In 1795 Martin joined the Northumberland regiment of militia, at Durham, and was discharged in 1805. With some mechanical talent he started to dabble in patents, selling one for a perpetual motion machine in 1808. In 1809 he returned to rope-making, a previous occupation, and in 1810 to the militia. In Ireland with his regiment, he worked at line engraving.

Martin in 1814 was presented with the Isis silver medal by the Society of Arts for the invention of a spring weighing machine, with circular dial and index. With marriage, at this period he became the representative "local character" and pamphleteer in Newcastle upon Tyne, the eccentric inventor documented at the end of the 19th century by Richard Welford.

The "Martinean Society" publicised by Martin opposed the Royal Society and the Newtonian theory of gravitation. He called himself "Anti-Newtonian" and lectured on his views in the Newcastle district. In 1830 he made an extended lecturing tour of England. In 1837 he exhibited in Newcastle a mail carriage to be propelled on rails by means of a winch and toothed wheel. He dressed oddly, sold his books and exhibited his inventions, which included models for a lifeboat and a lifebuoy, a miners' lamp, a self-acting railway gate, and a design for a high-level bridge over the River Tyne. John Bailey Langhorne described him as "perfectly cracked but harmless", and recalled how he used to wear his Society of Arts medal in public.
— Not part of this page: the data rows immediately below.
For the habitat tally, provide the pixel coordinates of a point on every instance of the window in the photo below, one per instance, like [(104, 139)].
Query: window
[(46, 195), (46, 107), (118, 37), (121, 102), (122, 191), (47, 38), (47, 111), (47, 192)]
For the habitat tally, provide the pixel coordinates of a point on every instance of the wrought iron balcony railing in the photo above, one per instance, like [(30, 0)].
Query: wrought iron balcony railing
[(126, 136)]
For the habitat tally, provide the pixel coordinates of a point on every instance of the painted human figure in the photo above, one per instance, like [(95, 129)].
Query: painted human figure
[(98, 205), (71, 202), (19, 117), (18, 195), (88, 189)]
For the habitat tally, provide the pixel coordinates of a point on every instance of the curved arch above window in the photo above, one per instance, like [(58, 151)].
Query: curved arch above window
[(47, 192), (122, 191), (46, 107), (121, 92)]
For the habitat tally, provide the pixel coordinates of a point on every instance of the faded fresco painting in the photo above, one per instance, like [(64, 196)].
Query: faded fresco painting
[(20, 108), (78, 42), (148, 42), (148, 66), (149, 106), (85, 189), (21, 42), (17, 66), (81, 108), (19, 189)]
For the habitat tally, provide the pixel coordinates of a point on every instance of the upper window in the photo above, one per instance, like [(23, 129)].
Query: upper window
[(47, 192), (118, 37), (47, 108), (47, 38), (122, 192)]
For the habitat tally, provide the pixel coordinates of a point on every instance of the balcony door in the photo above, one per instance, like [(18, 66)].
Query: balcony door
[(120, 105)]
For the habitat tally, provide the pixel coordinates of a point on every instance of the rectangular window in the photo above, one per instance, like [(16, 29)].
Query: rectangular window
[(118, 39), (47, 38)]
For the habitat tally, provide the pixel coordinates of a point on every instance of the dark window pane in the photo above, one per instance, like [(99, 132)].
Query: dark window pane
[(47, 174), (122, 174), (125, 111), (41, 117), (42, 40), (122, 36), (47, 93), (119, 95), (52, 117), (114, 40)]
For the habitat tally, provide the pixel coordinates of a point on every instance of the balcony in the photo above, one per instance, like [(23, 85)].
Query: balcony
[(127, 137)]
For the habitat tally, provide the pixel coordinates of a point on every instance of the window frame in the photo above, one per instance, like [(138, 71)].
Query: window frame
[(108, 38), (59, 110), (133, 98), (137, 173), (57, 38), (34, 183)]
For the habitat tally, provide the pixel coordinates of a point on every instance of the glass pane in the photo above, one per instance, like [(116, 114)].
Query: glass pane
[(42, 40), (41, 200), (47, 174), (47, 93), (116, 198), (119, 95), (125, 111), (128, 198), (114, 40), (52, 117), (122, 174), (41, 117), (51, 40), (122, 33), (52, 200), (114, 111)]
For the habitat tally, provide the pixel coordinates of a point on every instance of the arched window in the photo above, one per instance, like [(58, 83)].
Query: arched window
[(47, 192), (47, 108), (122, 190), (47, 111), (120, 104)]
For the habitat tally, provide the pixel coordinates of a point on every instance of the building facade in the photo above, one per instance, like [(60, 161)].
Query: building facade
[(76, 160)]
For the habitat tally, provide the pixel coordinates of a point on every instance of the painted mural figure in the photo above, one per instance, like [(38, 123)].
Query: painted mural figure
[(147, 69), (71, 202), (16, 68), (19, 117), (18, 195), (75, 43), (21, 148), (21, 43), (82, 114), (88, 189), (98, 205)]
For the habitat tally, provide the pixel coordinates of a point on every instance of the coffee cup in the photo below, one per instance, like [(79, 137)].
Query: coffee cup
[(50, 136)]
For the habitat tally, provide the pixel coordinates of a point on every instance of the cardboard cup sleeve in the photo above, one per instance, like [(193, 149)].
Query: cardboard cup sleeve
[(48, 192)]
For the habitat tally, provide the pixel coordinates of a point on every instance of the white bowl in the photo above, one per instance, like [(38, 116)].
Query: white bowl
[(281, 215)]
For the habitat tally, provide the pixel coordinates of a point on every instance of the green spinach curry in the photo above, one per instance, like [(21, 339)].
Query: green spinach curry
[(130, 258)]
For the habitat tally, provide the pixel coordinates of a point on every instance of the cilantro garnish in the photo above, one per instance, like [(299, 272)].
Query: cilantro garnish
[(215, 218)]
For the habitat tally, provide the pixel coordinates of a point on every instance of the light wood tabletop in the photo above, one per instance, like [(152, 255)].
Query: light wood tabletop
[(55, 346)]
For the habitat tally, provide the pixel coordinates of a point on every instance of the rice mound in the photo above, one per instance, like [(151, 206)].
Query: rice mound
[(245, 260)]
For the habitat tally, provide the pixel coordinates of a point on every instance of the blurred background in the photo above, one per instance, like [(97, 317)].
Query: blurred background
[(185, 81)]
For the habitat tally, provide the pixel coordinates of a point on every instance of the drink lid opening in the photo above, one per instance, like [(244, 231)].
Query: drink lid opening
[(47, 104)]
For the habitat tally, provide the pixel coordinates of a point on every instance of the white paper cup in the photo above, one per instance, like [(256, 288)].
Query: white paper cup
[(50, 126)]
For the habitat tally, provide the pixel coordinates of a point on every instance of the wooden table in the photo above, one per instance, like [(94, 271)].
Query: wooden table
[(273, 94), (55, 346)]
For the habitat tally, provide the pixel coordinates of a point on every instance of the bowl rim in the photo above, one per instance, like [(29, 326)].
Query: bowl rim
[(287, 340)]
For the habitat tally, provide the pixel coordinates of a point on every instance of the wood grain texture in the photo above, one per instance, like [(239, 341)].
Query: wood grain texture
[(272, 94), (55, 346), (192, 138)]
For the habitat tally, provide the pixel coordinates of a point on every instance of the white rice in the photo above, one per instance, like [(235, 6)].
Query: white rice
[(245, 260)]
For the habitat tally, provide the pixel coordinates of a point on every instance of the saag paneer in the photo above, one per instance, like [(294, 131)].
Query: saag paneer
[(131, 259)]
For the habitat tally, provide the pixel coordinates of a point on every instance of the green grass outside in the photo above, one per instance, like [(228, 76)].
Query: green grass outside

Martin's last years were passed at his brother John's house in Chelsea, London, where he died on 9 February 1851.

==Works==
Martin's major printed works were all published at Newcastle:

- Harlequin's Invasion, a new Pantomine [sic] engraved and published by W. M., 1811.
- A New System of Natural Philosophy on the Principle of Perpetual Motion, with a Variety of other Useful Discoveries, 1821.
- A New Philosophical Song or Poem Book, called the Northumberland Bard, or the Downfall of all False Philosophy, 1827.
- W. M.'s Challenge to the whole Terrestrial Globe as a Philosopher and Critic, and Poet and Prophet, showing the Travels of his Mind, the quick Motion of the Soul, (verse) [1829]; 2nd edit. 1829.
- A Short Outline of the Philosopher's Life, from being a Child in Frocks to the Present Day, after the Defeat of all Impostors, False Philosophers, since the Creation. … The Burning of York Minster is not left out, and an Account of the Four Brothers and one Sister, 1833.
- The Christian Philosopher's Explanation of the General Deluge, and the Proper Cause of all the Different Strata, 1834.
- The Thunder Storm of Dreadful Forked Lightning; God's Judgement against all False Teachers. … Including an Account of the Railway Phenomenon, the Wonder of the World!, 1837.
- The Defeat of the Eighth Scientific Meeting of the British Association of Asses, which we may properly call the Rich Folks' Hopping, or the False Philosophers in an Uproar [1838].
- Light and Truth, M.'s Invention for Destroying all Foul Air and Fire Damps in Coal Pits, [proving also] the Scriptures to be right which learned Men are mystifying, and proving the Orang-outang or Monkey, the most unlikely thing under the Sun to be the Serpent that Beguiled our First Parents, 1838, 8vo.
- An Exposure of a New System of Irreligion … called the New Moral World, promulgated by R. Owen, Esq., whose Doctrine proves him a Child of the Devil, 1839.
- W. Martin, Christian Philosopher. The Exposure of Dr. Nichol, the Impostor and Mock Astronomer of Glasgow College [1839].
- W. Martin, Philosophical Conqueror of all Nations. Also a Challenge for all College Professors to prove this Wrong, and themselves Right, and that Air is not the first great Cause of all Things Animate and Inanimate, verse [1846].

==Family==
In 1814 Martin married a dressmaker, who died 16 January 1832. She supported him, and they lived at Newcastle upon Tyne and then Wallsend.